The first phase of local civic polls has opened in Indian-controlled Kashmir amid tight security
SRINAGAR, India — The first phase of local civic polls opened in Indian-controlled Kashmir Saturday amid tight security.
Nearly 6 million voters across the disputed region’s 20 districts are eligible to elect 280 members of District Development Councils in a staggered eight-phase process that ends Dec. 19.
Authorities deployed tens of thousands of additional soldiers in the already highly militarized region to guard the vote.
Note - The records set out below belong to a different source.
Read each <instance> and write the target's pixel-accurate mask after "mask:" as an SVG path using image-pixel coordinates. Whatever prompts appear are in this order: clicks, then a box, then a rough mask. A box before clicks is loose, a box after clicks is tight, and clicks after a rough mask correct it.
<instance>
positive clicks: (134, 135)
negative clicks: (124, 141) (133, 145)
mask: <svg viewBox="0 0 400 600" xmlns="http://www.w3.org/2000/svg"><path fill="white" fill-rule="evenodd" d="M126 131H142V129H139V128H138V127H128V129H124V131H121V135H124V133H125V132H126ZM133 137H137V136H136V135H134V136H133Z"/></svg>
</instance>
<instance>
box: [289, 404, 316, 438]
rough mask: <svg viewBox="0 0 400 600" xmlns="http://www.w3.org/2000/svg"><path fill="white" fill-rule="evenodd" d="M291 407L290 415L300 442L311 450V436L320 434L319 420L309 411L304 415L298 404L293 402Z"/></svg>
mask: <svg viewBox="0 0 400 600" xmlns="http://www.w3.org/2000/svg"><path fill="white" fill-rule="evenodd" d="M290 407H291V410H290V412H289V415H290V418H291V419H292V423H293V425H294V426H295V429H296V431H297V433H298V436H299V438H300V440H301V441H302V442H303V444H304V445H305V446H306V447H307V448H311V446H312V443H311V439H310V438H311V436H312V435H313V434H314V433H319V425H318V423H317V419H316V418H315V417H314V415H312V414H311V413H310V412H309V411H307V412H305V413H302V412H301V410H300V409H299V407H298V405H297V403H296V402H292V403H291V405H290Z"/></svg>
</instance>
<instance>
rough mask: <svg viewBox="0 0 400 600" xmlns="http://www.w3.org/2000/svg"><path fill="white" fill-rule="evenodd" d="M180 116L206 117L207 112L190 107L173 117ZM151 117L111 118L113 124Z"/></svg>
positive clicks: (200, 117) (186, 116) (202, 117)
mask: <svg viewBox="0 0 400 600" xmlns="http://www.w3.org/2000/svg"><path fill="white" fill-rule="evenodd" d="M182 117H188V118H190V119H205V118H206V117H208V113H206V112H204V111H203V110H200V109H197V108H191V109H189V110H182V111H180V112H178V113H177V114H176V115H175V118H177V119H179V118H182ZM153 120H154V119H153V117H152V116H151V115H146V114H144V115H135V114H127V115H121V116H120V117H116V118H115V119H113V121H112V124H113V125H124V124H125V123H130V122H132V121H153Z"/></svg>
Government forces laid razor wire and erected steel barricades on roads around many of the 2,146 polling stations set up for the first phase.
Election Commissioner K.K. Sharma appealed to residents to cast their vote and “participate in the biggest festival of democracy.”
The elected members will have no legislative powers and would be solely responsible for economic development and public welfare of the region.
The Indian government imposed sweeping restrictions, ranging from curfews to communications blackouts, and enacted new laws in measures that triggered widespread anger and economic ruin.
Kashmir is divided between India and Pakistan and both rivals claim the region in its entirety. Rebels have been fighting against Indian rule since 1989. Most Muslim Kashmiris support the rebel goal that the territory be united either under Pakistani rule or as an independent country.
New Delhi calls Kashmir militancy Pakistan-sponsored terrorism. Pakistan denies the charge, and most Kashmiris call it a legitimate freedom struggle.
Tens of thousands of civilians, rebels and government forces have been killed in the conflict.